Wdym with the formats, is this referring to transcoding? I kept those on defaults afaik
In linux user and group names don’t matter. Only the gid and uid matter. Think of user and group names as human names like domains are for IPS.
In docker when you use mounts, all your containers that want to share data must agree on the gid and uids.
In rootless docker and podman things subuids and subgids make it a little more complicated since IDs get mapped between host and container, but its still the IDs that matter.
Could be that lidarr is setting its own permissions for downloaded stuff (look for something like dmask or fmask in the docker config). You might also need to chmod -R so it hits all sub folders. If you have a file or directory mask option, remember that they’re inverse, so instead of 777, you’d do 000 for rwxrwxrwx.
You might be onto something, lidarr does have UMASK=002 setting in the .env file. I think the issue is when sabdnzbd puts the files and then lidarr can’t read them, so what exactly is the expected permission setting then in this case? If I put it to 000 for lidarr, won’t other services then be unable to add the files there?
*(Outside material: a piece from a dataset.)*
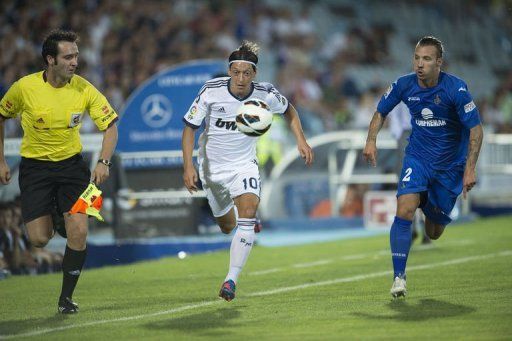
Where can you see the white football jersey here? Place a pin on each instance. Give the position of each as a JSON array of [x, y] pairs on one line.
[[221, 145]]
I always feel so dumb when it comes to these things since in my head it’s something that should be pretty straightforward and simple, why can’t they all just use the same user and share the same permissions within this folder hierarchy…
I feel like my little Pi server is set up nicely now. At least I’m at the point where I’m not concerned about technically maintaining it. It’s as secure as I want it to be and I’ve tweaked my maintenance scripts slightly to avoid any unexpected issues.
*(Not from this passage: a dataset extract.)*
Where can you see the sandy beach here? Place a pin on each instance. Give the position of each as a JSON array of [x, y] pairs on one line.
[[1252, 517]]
I tried installing snikket but I couldn’t figure out how to get it to work with my Caddyfile using my current wildcard domain cert configuration. I’ll try again another time when I’m motivated again. It’s a low priority to me.
The last changes I made were adding logs and making them accessible to myself. So far they are all boring and predictable. Which is good news. It’s also nice to see that I’m the only person accessing it. The bots haven’t found my little corner of the internet yet.
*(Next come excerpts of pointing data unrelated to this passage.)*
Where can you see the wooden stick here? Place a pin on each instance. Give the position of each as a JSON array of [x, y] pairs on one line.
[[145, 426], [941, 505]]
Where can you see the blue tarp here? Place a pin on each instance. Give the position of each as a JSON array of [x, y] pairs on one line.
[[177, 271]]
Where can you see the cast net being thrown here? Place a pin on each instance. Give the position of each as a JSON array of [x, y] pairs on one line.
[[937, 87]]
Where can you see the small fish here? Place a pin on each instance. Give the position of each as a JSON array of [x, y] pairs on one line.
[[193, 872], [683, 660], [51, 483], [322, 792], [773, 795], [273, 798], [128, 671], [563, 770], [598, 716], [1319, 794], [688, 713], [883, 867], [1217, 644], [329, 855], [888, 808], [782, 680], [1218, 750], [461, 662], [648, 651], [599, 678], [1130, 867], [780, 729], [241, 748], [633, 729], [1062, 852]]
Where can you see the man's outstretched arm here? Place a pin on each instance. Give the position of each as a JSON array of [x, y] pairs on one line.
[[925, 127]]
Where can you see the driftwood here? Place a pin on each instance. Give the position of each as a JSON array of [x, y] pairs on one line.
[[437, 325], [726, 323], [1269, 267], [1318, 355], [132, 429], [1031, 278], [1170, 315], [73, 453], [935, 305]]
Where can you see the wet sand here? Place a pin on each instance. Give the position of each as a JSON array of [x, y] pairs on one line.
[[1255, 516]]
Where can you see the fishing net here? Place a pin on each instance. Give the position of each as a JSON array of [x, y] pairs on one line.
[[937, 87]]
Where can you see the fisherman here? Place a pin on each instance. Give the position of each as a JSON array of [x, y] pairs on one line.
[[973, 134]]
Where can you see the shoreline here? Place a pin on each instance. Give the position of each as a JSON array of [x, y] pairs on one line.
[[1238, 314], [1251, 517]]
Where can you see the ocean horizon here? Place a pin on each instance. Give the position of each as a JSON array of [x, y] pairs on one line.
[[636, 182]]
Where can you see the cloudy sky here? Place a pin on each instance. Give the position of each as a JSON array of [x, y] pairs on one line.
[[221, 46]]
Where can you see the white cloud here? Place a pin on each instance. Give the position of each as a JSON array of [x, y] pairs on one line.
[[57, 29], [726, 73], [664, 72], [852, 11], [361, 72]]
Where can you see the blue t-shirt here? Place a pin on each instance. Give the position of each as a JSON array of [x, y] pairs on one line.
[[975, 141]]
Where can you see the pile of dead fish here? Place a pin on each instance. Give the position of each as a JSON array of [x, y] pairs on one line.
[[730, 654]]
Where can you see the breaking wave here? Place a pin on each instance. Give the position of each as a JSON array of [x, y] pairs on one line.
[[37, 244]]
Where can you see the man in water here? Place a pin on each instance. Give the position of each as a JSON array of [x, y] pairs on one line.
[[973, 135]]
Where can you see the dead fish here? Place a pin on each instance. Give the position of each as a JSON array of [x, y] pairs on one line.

Right now I’m taking a break from self-hosted stuff to work on my gardens and two artsy projects. A wooden carving for a friend’s birthday and an overly complicated shell script that has no real purpose. Although I’ve learned lots from it already so it’s not a complete waste of time.
How did you approach the logging?
Since my logs barely move, I just made aliases to where the logs are so it’s quick display and scan them within the terminal. I’m basically just viewing the system logs, fail2ban log and Caddy’s log so it’s fairly quick and simple for me.
The only change I’d like to do is change the output of Caddy’s log file so it’s not a long single line of information per output. I’ll have to do a bit more reading on that so I know what information I want to keep and how I want to visually organize it. At least for the moment, I am familiarising myself with what I am looking at and am slowly figuring out what information is relevant to me.
I like to keep my systems as simple and lean as possible which seems to strongly reflect my general approach to life. I find that kind of interesting.
If you like, check GoAccess on the Caddy Files. You can watch them through that instead of less/cat/whatever to see a nice Dashboard. It helps getting a better overview IMHO.
Nothing new, just peacefully chugging along hosting my blog, Jellyfin, Radicale for calendar and contacts. Still long-term searching for a photo storing & sharing (gallery) solution, as well as a better music server. Maybe Navidrome is what I’m looking for.
Oh, and I need to renew my SSL certificate soon. I don’t like Letsencrypt. Everything EU-based, I’m not going to start making US-based contracts.
Can recommend Immich for the Photo gallery and sharing option.
Can recommend Navidrome for music.
Did you have a look at Immich yet for photos?